Magnetized property effect of a non-aqueous solvent upon complex formation between kryptofix 22DD with lanthanum(iii) cation: experimental aspects and molecular dynamics simulation

Abstract

The complexation reaction between the La³⁺ cation and a macrocyclic ligand (kryptofix 22DD) in ordinary methanol (MeOH) and extraordinary methanol solvent (magnetized methanol) exposed to a magnetic field at different temperatures has been investigated using the conductometric method, in order to determine the effect of magnetic solvents on the thermodynamics of the complexation process between the metal cation and the ligand. The stoichiometry of the complex formed between the La³⁺ cation and the ligand is 1 : 1 [M : L] in both solvent systems.
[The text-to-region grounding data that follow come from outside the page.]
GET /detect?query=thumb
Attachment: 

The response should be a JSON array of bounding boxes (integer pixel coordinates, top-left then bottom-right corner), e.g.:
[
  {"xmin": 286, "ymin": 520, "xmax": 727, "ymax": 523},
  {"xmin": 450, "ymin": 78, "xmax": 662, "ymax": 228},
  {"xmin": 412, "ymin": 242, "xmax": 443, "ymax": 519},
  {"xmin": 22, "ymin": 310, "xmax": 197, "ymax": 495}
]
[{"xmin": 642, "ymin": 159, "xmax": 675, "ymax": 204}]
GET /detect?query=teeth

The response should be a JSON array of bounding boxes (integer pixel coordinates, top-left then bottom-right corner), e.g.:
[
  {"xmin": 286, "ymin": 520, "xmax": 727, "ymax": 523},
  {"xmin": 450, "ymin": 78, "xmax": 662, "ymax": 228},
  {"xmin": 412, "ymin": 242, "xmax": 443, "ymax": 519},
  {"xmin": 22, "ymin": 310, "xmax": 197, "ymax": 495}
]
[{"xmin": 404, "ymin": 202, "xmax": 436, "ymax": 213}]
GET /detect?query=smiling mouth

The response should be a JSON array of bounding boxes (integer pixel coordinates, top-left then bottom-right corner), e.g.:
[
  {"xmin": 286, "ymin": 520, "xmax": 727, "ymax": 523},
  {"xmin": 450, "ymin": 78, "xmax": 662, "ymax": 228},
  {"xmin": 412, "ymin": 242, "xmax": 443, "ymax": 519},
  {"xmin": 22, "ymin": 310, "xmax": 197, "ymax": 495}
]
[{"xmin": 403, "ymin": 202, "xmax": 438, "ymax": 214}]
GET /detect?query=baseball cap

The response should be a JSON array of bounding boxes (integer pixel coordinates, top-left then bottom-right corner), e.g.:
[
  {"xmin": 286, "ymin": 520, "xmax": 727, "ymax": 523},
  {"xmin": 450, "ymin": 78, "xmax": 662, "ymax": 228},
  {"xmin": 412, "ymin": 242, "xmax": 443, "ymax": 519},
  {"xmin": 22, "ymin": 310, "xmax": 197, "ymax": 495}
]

Comparison of the corresponding molar conductivity versus [L]_t/[M]_t for (kryptofix 22DD·La)³⁺ complex shows that the complex formed between the metal cation and kryptofix 22DD in the magnetized methanol is weaker compared to the ordinary methanol. The results of the density functional theory shows that addition of the metal ion to the ligand completely deforms the ligand from its planar shape and the orientation of two carbon chains attached to the ring changes in comparison with the free ligand. In addition, the molecular dynamics simulation can shed light on the influence of the magnetic field, from the molecular point of view, on the properties of solvents and is able to explain the variation of hydrogen bond and transport properties. These changes may be the reason for the interaction of the solvent and the solute as well as the stability constant of the complex formed between the La³⁺ cation and kryptofix 22DD in solution. As the strength of the magnetic field increases, the number of the hydrogen bonds formed between the methanol molecules increases and the methanol self-diffusion coefficient decreases. These changes restrict the movement of the molecules which results in increasing the viscosity of the methanol and therefore the stability constant of the (kryptofix 22DD·La)³⁺ complex decreases in magnetized methanol with respect to the ordinary methanol.